# einsteiger sucht...



## laus leber (5. Oktober 2002)

hallo 

brauch unbedingt ein paar tips... 

...hab schon mal rumgefragt, aber irgendwie...

ich möcht semi-semiprofessionell sachen für ebay fotografieren...

...vor allem solche sachen wie schallplattenlabel, aber auch dinge, die nicht in den scanner passen... also kleine sachen...

...und suche nach tipps für die beleuchtung, die auf dem tisch herrschen muss...wie macht man das...?

zum anderen bräuchte ich eine kaufempfehlung für eine geeignete digitalkamera älterer bauart...

...so`n schrott eben... ...

...z.zt. hab ich ne pencam, das ist natürlich unter aller kanone...und mit so einer 1,3 gb aiptek hab ich auch schon versucht, aber sowas taugt ja leider nur für schnappschüsse...

vielen dank

laus


----------



## nickname (5. Oktober 2002)

2 mio. Pixel und eine 16 MB Karte sollten es schon sein. Ich selber hab die Fuji 201 A finepix, und bin superbegeistert! Einer Freundin habe ich gerade die noch etwas günstigere Mustek MDC-3000 empfohlen!
Die gibts hier am günstigsten: http://www.technik4free.de/shop/index.html
Sicher keine Profikameras, die fangen ja erst bei ein paar 100 Tacken an, aber so um die 200 Euro gibt es wirklich schon sehr gute Dinger, die für einen Ausdruck in normaler Fotogrösse 10x15cm reichen! Ich will gar keine teurere, weil ich mir kaum vorstellen kann, dass die Quali noch besser sein könnte *g*.

Gruss nickname :|


----------



## laus leber (6. Oktober 2002)

hi nickname

vielen dank fürs antworten... 

die guck ich mir auf jeden fall mal an...

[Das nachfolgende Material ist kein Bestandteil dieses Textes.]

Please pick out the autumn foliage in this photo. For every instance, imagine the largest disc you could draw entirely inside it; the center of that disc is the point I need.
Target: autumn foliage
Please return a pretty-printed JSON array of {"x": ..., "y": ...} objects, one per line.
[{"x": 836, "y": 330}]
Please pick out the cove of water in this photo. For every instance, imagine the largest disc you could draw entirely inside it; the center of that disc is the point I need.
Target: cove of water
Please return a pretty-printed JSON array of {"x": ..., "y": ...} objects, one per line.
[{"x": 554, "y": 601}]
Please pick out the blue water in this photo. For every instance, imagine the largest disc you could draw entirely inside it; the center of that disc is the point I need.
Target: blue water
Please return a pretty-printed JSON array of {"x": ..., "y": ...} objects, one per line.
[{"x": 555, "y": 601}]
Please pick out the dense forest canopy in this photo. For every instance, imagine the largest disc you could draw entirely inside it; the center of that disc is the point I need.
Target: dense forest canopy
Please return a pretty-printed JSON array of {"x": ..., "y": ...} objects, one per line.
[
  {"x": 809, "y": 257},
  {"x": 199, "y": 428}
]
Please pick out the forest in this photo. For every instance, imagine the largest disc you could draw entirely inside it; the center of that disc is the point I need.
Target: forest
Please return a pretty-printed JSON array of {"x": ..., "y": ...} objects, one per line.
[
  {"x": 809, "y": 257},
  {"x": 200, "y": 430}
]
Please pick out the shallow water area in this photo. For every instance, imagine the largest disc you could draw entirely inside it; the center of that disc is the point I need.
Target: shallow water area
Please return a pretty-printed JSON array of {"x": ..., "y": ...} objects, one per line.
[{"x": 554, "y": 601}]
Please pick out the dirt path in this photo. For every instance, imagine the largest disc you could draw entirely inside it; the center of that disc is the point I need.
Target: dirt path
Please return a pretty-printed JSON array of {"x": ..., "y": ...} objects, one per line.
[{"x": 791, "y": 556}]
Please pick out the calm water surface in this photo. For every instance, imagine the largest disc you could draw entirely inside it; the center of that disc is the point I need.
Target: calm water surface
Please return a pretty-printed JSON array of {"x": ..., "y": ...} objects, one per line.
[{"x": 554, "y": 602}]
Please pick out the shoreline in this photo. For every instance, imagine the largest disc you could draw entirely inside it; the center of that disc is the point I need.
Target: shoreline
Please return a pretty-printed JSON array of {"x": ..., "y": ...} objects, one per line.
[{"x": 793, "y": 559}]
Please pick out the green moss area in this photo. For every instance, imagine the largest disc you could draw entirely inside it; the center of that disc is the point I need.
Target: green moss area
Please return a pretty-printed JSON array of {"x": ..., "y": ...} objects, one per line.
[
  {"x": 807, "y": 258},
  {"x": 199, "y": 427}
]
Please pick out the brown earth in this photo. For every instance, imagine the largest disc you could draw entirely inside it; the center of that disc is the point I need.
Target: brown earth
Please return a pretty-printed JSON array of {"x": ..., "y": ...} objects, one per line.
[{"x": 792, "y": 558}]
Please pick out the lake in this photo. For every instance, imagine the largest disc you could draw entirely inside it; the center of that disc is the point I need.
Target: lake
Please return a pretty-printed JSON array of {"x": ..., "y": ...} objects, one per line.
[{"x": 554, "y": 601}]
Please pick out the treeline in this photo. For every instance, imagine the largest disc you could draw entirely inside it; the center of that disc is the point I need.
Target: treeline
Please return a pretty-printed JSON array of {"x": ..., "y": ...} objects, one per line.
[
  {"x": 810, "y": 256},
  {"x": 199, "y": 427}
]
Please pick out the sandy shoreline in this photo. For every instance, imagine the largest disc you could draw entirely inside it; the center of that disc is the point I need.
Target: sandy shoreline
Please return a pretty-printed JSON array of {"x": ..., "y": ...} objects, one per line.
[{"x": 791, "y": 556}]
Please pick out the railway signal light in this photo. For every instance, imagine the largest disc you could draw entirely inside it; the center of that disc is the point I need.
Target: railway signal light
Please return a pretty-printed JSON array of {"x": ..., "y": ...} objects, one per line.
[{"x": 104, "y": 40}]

...mit älteren digitalcameras kennst du dich auch aus ?  

diese geräte der 1./2. generation...oder gibt es da vielleicht probleme mit schnittstellen/formaten etc. ?

...und mit beleuchtung ?

hab letztens versucht, ein ceranfeld zu fotografieren...ohweia...


----------



## nickname (6. Oktober 2002)

Mit älteren nicht, nur billigeren ;-). 
Wozu willst Du unbedingt eine älterer Bauart? 
Also mit Beleuchtung hab ich mit der finepix echt keine Probleme, kannst auch mal bei http://www.fuji.de gucken, die haben da auch Testfotos zum angucken! Ich glaub der Blitz reicht bis zu 3 Metern, jedenfalls soll man damit auch super Nachtaufnahmen machen können, das hab ich allerdings noch nicht probiert! Ich bin nur immer wieder erstaunt, wie gut scharf die Bilder noch sind, selbst wenn man voll gewackelt hat  

Die haben doch mittlerweile alle usb Anschluss, hab ich kein Problem mit. 
Man muss auch auf die Tricks achten, bei media markt ist gerade die mustek gsmart3 für 99 Euro zu haben, toll, aber so ohne Blitz und nur mit internem Speicher taugt das Ding doch nischt! Genauso wie dass es die fuji finepix in 2 Ausführungen gibt, die  A 201  und die A 101 da muss man schon drauf achten, wo da die Unterschiede sind.  Also ich mach das immer so, dass ich bei http://www.google.de nach Vergleichstests suche, oder wenn ich mir was ausgeguckt habe bei http://www.ciao.com nach Tests. Kann auch teuerer sein als ich eigentlich ausgeben will, wenn ich dann weiss was ich will, und es teuerer ist als ich dachte, geh ich bei ebay gucken! Da hab ich meine A 201 auch her, mit Tasche, 32 Smartmedia Karte, Akkus und Ladegerät vor einem 1/2 Jahr für 240,- gekauft, das war schon ein Schnäppchen. Mittlerweile gibt es diese Kamera mit xd-picture Card, tja, das hab ich nun nicht, aber man kann halt nicht alles haben  ;-) .
Allerdings von diesen Feinheiten wie Bildsensor und Weissabgleich hab ich auch keinen Plan, ich denke das ist aber auch erst bei höheren Preisen Notwendig, und dann weiss man wohl eh worum es geht, wenn man im Profibreich damit arbeitet  

Gruss nickname :|


----------



## laus leber (6. Oktober 2002)

hi

>Wozu willst Du unbedingt eine älterer Bauart?<

...weil man da für wenig geld geräte bekommt, die mal ziemlich teuer waren...bei ebay war eine fuji ? irgendwas, für 75.- eur die mal über 2000.- dm gekostet hat...und nur noch ein paar stunden bis auktionsende...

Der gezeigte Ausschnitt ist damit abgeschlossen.